Merrill Disclosure Solutions | May 19, 2014


Abstracted from: Reviewing The SEC's Review Process: 10-K Comment Letters And The Cost Of Remediation
By: Prof. Cory Cassell, Lauren Dreher, and Prof. Linda Myers
Sam M. Walton College of Business, University of Arkansas
Accounting Review, Vol. 88, No. 6, Pgs. 1875-1908

What is the SEC's duty as a critic?  How do the factors considered by the SEC - when it does its triennial review of public companies' 10-K filings - affect the probability of it issuing a comment letter? To answer this question, accounting professors Cory Cassell and Linda Myers, with doctoral candidate Lauren Dreher, focused on comment letters issued in 2004-2009 to companies with assets of at least $1 million. Under Section 408(a) of the Sarbanes-Oxley Act, the SEC must review every registrant's Form 10-K at least every third year and send a comment letter if the 10-K is either materially deficient or unclear. Although the SEC does not divulge its standards for choosing review targets, Sarbanes-Oxley Section 408(b) specifies factors to consider. It also allows the SEC to add any others the regulators deem relevant.

When does a 10-K review lead to a comment letter?  Three of the factors specified in Section 408(b) - the issuance of a financial restatement, higher stock volatility, and greater market capitalization - increase the likelihood of receiving a comment letter, the authors discovered. Having an auditor that the Public Companies Accounting Oversight Board must inspect yearly - a Big 4 or a second-tier firm - and using outside financing decrease the likelihood. There is some correlation between receiving a comment letter and showing several corporate traits: weaker corporate governance, greater age, disclosure of losses, greater chance of bankruptcy, and greater M&A involvement. Of the companies in the study, anywhere from 23% to 37% annually did not receive a comment letter during the three-year review cycles that ended in their 2006-2009 fiscal years.

How do the metrics pan out?  A number of comment letters correlated with one Section 408(b) factor, i.e., the need for a restatement. Several of the discretionary factors - having an auditor other than a Big 4 firm, a briefer auditor tenure, disclosure of losses, a more complex corporate structure, weaker corporate governance, more M&A involvement, and more business segments - also triggered comment letters. The authors used two proxies to evaluate the costs of remediation after receiving a comment letter: the company's response time (the number of days between receiving the first comment letter and the final “no further comment” letter from the SEC); and the number of rounds (the number of letters received between the first and last). Response time correlated with several of the Section 408(b) factors (such as restatement issuance, higher stock volatility, and greater market capitalization), but the number of rounds correlated only with greater market capitalization. Response time and number of rounds both correlated with an auditor other than a Big 4 or second-tier firm, disclosure of losses, and weaker corporate governance.

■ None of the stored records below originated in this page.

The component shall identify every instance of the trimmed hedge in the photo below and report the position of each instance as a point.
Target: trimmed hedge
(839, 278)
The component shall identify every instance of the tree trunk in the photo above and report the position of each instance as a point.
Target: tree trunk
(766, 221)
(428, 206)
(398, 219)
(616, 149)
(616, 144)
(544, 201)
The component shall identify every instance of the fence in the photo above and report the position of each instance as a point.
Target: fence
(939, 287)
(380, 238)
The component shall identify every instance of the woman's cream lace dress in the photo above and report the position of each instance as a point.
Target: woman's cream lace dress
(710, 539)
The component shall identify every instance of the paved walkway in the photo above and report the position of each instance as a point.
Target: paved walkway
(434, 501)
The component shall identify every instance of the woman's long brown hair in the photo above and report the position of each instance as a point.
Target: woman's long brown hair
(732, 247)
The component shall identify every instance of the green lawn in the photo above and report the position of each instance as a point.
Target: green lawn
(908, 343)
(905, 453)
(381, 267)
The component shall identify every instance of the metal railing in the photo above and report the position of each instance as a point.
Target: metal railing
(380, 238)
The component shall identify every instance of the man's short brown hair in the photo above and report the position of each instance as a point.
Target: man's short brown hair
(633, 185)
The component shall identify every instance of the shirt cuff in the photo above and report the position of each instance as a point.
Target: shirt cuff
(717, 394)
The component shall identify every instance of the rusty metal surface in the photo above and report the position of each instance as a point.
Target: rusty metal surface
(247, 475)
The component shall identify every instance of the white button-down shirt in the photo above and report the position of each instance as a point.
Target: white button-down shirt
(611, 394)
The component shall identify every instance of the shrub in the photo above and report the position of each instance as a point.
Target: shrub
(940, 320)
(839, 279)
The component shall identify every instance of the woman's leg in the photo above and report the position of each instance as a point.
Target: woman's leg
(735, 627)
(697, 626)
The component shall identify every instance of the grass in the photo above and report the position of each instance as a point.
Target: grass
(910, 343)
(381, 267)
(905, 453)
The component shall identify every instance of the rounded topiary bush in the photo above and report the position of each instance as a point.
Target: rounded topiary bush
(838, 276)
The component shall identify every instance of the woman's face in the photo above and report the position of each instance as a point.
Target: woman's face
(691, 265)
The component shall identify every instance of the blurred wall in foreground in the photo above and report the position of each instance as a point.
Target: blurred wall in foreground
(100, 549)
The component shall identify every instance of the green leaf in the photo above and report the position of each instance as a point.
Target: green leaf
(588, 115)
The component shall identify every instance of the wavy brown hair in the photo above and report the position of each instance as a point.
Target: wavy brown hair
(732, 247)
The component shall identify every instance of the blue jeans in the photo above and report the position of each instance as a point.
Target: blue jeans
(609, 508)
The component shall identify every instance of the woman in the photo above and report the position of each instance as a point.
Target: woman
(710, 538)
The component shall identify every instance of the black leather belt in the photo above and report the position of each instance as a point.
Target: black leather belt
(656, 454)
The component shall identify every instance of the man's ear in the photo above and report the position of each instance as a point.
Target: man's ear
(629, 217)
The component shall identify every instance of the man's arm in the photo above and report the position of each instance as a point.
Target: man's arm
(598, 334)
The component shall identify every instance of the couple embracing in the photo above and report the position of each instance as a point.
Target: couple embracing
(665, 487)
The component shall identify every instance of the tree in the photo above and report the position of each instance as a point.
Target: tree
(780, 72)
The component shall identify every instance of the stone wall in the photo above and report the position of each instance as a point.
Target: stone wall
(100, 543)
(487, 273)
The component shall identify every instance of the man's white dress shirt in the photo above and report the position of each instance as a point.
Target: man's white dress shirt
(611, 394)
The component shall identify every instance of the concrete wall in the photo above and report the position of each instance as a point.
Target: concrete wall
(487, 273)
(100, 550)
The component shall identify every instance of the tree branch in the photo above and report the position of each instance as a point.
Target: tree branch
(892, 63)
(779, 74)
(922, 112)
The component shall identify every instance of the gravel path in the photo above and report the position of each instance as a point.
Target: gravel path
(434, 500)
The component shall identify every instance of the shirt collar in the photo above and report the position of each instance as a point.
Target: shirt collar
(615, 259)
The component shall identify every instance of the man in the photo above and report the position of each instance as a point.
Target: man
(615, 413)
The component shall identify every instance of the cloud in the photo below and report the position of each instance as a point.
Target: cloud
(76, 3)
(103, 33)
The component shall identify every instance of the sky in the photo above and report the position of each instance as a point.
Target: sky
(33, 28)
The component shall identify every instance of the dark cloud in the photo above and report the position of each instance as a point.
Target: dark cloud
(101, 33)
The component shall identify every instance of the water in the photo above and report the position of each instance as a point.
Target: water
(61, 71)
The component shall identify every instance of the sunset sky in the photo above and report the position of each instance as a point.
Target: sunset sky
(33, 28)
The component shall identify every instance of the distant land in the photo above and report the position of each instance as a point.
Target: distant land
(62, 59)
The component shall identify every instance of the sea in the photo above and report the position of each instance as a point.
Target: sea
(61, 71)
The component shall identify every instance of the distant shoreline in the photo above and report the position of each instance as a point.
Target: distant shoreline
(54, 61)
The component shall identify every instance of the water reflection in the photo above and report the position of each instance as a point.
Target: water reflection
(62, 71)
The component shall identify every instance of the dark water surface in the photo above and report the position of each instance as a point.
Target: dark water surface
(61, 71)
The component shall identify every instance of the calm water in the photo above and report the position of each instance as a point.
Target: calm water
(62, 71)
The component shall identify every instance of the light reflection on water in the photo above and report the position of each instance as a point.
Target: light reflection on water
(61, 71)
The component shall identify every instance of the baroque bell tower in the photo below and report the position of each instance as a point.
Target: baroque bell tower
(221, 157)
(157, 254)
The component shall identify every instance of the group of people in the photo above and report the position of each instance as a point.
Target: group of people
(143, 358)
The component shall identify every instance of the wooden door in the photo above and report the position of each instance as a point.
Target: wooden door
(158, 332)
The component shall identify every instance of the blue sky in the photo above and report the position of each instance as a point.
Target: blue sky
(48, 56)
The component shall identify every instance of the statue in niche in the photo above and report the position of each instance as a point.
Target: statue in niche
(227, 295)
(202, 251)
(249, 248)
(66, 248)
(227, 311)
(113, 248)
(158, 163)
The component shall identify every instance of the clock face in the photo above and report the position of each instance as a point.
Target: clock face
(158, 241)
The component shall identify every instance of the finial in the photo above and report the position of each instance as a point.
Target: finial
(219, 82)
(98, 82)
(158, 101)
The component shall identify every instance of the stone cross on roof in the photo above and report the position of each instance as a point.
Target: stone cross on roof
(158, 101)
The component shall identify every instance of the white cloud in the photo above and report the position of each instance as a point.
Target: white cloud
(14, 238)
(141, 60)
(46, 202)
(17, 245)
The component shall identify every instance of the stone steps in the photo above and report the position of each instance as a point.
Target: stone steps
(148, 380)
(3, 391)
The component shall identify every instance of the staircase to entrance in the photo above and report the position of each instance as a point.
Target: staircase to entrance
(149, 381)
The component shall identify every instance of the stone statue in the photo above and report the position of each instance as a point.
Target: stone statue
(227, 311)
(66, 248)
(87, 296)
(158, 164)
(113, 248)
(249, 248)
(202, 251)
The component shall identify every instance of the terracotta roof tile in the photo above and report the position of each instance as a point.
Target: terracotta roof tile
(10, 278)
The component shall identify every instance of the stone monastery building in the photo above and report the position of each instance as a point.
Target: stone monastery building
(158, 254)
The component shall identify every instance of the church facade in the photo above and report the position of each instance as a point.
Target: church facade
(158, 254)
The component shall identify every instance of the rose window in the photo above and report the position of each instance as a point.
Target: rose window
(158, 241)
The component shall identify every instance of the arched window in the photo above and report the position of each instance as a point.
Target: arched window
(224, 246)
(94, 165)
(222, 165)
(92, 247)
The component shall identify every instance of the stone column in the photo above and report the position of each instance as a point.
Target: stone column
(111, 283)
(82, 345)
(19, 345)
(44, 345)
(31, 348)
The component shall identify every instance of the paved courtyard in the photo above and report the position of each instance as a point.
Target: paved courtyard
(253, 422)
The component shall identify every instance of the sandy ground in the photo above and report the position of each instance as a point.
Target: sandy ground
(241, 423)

Who might face higher costs?  The authors also looked at how the cost of remediation might differ depending on the topics in each comment letter. Both response time and number of rounds are highest for accounting topics; among accounting topics, the costs are highest for questions of classification and fair value. The harshest result of an SEC review is finding a material deviation from GAAP or a disclosure violation, either of which require a restatement. This result is more likely when the company is smaller, is closer to bankruptcy, operates in a more litigious business, has a CEO of longer standing, or uses an auditor other than a Big 4 or second-tier firm.